To be a better programmer, write little proofs in your head

This is a brief write-up of a trick I learned that helps me write code faster and more accurately. I say "trick", but it's really something I started to do without noticing as I moved further into my career.

When you're working on something difficult, sketch a proof in your head as you go that your code will actually do what you want it to do. A simple idea, but easier said than done: doing this "online" without interrupting your flow takes a lot of practice. But once you get really good at it, you'll find that a surprising amount of the time your code will work on the first or second try. It feels a little magical.

There are lots of ways to pull this off, and I don't want to be too prescriptive. I'll just list a few examples of the kinds of things I find myself reasoning about on the fly, so you get the general idea.

Monotonicity

Something to keep an eye out for when proving things to yourself about your code is which parts are monotonic.

You're probably familiar with monotonic functions from mathematics. Informally, they're functions that don't "go backwards" - i.e. an increasing monotonic function can only increase or stay the same, while a decreasing monotonic function can only decrease or stay the same (these are also known as nondecreasing and nonincreasing functions, respectively.)

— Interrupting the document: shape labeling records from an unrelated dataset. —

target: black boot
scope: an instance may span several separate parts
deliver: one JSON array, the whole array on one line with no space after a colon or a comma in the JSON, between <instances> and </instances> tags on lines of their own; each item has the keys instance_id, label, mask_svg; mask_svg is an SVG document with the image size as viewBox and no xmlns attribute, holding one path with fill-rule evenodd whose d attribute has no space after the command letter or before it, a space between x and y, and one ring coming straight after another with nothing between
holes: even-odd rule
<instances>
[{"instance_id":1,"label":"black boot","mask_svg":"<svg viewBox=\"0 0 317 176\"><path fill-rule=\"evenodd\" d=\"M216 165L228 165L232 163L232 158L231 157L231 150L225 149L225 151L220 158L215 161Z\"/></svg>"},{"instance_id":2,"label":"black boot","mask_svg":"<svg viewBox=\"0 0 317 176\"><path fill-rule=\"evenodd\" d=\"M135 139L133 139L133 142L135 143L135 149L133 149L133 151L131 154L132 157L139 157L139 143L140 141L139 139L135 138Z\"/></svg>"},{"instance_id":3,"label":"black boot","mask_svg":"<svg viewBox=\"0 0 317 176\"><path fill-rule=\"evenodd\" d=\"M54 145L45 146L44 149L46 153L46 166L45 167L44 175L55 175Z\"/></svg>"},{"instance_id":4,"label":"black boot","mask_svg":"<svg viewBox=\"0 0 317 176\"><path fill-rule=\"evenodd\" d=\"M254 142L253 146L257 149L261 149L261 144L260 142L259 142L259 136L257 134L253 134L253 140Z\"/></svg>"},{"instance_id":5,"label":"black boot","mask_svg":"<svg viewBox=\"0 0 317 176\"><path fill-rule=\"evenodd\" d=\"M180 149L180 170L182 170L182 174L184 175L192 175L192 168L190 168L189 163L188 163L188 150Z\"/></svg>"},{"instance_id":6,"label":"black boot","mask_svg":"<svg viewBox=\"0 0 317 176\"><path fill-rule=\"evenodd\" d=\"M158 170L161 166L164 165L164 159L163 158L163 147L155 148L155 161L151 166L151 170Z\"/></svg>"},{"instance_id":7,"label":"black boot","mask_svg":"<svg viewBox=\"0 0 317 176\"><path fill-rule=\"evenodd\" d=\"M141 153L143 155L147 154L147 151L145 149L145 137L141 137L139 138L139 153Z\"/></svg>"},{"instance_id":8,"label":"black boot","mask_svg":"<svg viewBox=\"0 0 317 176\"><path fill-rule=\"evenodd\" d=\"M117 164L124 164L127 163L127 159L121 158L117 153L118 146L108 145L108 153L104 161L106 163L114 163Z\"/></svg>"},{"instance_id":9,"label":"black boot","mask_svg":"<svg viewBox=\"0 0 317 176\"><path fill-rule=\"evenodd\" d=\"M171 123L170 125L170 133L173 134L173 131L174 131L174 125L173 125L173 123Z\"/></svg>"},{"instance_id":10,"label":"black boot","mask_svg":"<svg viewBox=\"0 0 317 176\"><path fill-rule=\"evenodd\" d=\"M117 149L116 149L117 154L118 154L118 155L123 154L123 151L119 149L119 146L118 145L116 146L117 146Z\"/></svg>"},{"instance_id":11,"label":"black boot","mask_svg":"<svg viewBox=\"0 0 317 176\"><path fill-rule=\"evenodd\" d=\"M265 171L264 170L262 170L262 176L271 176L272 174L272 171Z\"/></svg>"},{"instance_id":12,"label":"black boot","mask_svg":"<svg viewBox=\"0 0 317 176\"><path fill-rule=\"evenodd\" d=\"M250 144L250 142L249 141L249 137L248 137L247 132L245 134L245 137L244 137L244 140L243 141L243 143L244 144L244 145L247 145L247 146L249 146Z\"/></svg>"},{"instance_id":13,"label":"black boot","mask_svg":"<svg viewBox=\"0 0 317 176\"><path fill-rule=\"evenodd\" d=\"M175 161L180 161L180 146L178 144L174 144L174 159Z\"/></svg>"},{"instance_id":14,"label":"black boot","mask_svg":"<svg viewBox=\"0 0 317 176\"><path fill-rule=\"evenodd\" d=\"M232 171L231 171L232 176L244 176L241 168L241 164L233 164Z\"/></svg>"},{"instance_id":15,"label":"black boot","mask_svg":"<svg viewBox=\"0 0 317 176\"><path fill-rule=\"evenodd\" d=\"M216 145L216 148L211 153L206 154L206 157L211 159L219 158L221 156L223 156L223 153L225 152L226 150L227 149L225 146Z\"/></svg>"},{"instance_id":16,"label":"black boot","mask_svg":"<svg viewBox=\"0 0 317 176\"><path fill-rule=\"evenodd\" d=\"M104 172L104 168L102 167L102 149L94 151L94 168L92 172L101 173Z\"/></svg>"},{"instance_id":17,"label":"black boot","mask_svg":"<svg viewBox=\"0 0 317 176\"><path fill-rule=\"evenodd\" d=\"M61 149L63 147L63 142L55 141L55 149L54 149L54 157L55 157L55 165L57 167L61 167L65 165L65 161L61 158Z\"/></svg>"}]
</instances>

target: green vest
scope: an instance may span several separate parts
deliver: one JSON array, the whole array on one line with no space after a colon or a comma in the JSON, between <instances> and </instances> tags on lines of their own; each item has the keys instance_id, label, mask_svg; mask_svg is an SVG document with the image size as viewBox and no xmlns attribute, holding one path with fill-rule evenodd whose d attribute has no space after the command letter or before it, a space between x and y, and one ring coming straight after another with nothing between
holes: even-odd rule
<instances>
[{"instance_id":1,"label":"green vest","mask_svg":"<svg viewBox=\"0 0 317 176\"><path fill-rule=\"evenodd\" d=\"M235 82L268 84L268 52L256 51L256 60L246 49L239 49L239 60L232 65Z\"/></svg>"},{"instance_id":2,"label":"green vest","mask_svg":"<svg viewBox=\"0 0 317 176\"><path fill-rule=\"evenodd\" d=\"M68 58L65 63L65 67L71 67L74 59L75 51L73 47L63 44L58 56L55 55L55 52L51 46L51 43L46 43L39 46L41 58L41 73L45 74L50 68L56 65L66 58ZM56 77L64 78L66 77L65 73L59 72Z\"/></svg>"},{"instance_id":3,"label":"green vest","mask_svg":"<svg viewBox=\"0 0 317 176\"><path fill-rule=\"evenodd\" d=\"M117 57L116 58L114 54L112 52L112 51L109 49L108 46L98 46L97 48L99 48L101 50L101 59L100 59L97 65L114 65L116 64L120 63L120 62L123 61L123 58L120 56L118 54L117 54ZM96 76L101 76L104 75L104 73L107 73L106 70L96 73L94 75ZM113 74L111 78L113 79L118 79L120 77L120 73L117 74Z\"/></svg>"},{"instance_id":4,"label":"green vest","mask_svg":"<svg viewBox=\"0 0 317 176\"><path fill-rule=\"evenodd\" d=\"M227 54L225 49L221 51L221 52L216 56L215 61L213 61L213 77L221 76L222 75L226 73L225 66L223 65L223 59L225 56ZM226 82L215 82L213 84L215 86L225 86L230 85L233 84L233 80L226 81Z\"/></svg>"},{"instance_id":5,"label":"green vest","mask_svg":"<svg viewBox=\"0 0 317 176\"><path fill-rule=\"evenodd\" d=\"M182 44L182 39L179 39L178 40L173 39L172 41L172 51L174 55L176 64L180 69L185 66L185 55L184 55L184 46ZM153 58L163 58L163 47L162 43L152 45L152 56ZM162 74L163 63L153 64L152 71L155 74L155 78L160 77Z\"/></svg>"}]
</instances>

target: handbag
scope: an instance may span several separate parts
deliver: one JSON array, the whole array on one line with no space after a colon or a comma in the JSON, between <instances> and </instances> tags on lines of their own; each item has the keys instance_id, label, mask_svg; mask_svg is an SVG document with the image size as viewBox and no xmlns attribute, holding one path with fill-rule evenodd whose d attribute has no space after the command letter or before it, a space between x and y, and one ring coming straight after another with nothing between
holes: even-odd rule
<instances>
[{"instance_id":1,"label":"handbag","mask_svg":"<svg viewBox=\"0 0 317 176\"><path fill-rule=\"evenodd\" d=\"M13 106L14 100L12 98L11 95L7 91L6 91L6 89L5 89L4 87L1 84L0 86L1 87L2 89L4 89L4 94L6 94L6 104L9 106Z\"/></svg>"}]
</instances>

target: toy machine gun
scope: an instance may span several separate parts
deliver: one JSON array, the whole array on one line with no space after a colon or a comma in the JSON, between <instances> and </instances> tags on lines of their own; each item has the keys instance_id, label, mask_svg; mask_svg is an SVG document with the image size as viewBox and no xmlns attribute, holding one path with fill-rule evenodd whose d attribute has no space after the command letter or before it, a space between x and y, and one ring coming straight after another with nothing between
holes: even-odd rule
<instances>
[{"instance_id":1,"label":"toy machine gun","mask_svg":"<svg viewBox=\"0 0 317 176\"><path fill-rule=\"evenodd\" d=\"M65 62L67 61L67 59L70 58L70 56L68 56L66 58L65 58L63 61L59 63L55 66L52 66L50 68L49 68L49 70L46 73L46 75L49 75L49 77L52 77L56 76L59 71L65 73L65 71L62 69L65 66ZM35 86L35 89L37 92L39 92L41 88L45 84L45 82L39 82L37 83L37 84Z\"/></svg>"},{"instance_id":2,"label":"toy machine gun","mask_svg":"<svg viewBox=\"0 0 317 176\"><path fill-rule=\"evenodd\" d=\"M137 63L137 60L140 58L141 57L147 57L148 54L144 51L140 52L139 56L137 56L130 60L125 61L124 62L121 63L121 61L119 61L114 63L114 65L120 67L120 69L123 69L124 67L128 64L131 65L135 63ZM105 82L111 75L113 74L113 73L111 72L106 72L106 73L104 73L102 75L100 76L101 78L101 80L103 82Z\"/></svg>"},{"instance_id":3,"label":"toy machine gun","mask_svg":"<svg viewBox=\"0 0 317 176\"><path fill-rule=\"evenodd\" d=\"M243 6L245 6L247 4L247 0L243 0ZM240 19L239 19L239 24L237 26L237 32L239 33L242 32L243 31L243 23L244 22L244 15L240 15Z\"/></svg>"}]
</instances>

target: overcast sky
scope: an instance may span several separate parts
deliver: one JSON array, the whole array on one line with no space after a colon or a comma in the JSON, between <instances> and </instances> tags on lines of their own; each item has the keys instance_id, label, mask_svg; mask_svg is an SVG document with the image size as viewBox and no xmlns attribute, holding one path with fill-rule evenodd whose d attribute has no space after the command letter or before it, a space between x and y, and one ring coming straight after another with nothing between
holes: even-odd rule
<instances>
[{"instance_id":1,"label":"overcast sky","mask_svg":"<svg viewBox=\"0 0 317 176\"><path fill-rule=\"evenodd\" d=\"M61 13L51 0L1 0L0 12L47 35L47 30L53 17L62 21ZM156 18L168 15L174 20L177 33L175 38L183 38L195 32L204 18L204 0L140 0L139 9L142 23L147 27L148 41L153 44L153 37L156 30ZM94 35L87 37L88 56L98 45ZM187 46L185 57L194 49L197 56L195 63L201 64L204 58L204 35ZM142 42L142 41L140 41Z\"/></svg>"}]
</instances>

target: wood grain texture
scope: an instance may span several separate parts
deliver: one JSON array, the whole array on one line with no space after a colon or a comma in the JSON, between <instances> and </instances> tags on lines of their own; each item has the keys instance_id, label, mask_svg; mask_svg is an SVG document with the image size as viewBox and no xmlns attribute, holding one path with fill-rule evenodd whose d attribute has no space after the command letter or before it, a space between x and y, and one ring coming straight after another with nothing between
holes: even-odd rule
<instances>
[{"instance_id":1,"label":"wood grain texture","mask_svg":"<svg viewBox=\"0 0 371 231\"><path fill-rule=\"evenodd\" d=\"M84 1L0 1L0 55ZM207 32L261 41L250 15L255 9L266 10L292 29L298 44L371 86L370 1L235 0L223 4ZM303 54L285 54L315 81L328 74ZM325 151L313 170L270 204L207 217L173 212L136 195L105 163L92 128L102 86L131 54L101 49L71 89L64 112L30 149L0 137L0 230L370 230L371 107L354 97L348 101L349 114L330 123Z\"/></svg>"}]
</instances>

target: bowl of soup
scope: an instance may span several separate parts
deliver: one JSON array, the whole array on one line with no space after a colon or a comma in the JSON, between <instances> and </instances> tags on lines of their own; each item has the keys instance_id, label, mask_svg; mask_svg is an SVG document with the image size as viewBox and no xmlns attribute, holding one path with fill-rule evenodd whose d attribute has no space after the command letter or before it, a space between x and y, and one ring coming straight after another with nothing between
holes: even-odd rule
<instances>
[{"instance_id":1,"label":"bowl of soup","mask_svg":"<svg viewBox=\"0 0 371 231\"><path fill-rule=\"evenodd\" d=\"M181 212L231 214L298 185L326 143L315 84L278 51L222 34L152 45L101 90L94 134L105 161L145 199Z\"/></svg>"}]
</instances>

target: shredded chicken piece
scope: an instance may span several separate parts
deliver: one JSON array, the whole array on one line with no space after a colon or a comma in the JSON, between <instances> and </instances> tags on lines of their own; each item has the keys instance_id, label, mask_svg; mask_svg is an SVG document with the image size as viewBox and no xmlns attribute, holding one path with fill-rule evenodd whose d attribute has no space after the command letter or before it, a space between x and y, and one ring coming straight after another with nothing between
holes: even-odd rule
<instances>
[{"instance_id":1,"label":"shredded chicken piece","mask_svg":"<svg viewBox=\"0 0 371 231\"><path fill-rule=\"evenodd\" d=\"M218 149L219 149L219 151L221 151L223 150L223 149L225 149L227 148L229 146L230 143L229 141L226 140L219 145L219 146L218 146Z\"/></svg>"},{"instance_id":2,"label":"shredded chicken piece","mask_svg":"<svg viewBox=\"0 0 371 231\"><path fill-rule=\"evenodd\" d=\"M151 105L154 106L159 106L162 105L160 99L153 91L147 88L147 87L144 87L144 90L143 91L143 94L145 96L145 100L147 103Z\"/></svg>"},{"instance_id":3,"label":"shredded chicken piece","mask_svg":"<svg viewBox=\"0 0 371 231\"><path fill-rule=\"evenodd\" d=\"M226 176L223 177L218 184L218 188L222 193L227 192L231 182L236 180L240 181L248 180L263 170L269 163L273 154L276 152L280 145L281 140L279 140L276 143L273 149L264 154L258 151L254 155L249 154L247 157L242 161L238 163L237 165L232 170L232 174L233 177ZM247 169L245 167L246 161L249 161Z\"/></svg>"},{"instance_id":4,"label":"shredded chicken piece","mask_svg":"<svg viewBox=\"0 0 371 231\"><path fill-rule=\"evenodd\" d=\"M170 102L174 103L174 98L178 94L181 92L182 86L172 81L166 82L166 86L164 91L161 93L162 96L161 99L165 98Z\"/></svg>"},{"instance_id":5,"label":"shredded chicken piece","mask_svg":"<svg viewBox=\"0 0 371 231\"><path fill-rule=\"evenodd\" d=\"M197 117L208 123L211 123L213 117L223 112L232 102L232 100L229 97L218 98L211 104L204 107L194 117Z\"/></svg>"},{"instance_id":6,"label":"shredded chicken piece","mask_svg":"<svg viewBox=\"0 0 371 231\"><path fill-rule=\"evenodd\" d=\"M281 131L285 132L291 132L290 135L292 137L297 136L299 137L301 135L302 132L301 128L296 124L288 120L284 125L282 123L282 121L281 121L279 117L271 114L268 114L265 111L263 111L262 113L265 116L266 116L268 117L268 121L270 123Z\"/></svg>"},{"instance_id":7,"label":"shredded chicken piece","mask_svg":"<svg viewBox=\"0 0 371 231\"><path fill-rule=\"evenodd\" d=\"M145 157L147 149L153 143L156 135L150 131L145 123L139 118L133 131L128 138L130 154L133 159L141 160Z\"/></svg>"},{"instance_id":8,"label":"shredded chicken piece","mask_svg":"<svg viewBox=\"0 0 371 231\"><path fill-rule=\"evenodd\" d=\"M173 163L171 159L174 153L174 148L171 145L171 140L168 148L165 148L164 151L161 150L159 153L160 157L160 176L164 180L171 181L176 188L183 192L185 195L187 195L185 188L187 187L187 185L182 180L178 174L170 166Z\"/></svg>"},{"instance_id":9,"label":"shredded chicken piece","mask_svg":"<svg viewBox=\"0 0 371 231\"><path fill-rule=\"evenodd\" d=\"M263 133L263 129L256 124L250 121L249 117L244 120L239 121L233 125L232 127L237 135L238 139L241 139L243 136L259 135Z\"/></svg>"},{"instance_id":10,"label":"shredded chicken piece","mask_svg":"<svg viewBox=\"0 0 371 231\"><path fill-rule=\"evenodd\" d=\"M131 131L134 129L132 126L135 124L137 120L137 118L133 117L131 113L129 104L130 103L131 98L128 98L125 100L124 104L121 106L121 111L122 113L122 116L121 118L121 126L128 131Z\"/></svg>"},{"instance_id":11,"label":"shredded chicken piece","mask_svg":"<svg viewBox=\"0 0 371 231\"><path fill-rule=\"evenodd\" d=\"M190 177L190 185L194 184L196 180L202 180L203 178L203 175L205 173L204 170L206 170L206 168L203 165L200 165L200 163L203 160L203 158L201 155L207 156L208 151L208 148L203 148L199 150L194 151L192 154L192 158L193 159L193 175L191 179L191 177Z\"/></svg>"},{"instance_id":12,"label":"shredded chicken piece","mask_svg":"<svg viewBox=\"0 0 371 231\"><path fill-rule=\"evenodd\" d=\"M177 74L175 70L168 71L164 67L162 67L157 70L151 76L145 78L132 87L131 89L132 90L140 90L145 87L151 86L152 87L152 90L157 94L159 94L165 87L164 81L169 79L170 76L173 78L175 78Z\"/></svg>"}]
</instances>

The concept of monotonic code is a little more nebulous than the concept of a monotonic function, but it captures the same idea of a process that can only proceed in one direction. Check-pointing, for example, is a great example of monotonicity. If you have (say) a script that needs to perform multiple tasks in sequence, you can keep a bit of state around on disk that details how many tasks you have completed so far. If something goes wrong and your script crashes, it can check the on-disk state to figure out how far it got, then start again from the earliest state that hasn't been run yet.

Checkpointing means that the "current step" pointer in your script can only go forwards, since the script can't regress and re-run a step it's already done. In this sense the script progresses monotonically, and it's apparent that if the script ever completes successfully, it will have run every step exactly once.

Keeping this kind of activity log is a simple idea that often pops up in surprising places, such as journaling file systems and database write-ahead logs. Another, more involved database example is an LSM tree. LSM trees are used in some databases to store rows in-memory and on-disk, and most of the time they are purely additive. Put loosely - an LSM tree keeps a log of all inserts, deletes, and updates, and scans the log to reconstruct the appropriate value of the row when the row is read. Stale operations are periodically discarded to save space in a process called compaction. The space taken by an LSM tree only grows (except during compaction, when it only shrinks.)

You can compare this to a B-tree, which is a more traditional database structure that deletes and updates rows in place. B-trees generally have to do a lot more work to reclaim the freed space after a delete, restructure things so there's room if an update grows a row, make sure there's enough buffer, etc. If you want, read a little bit more about B-trees and LSM trees, and see which one feels more intuitive to reason about.

It's worth keeping an eye out for monotonicity, because you can usually use it to rule out wide swaths of possible outcomes. Another variation on this theme is immutability (which in a lot of ways is monotonicity's cousin) - when you create an immutable object, that object cannot be modified. Values can be assigned to an immutable object exactly once, at the time of the object's construction; you can't "back out" or "undo" the assignments. This allows you to ignore, out of hand, all scenarios in which an object might change out from under your feet.

Pre- and post-conditions

Pre-conditions and post-conditions are ways to specify constraints on the behavior of a function. A function's pre-conditions are the things that are assumed to be true just before the function runs. These can be conditions on the function's input, or more general claims about the program's state or environment. A function's post-conditions are things that are assumed to be true just after the function returns. As with pre-conditions, these claims can involve just about anything. If the pre-conditions of a function are true before the function runs, and the post-conditions are not true after the function finishes, then the function is not implemented correctly, at least according to the specified constraints.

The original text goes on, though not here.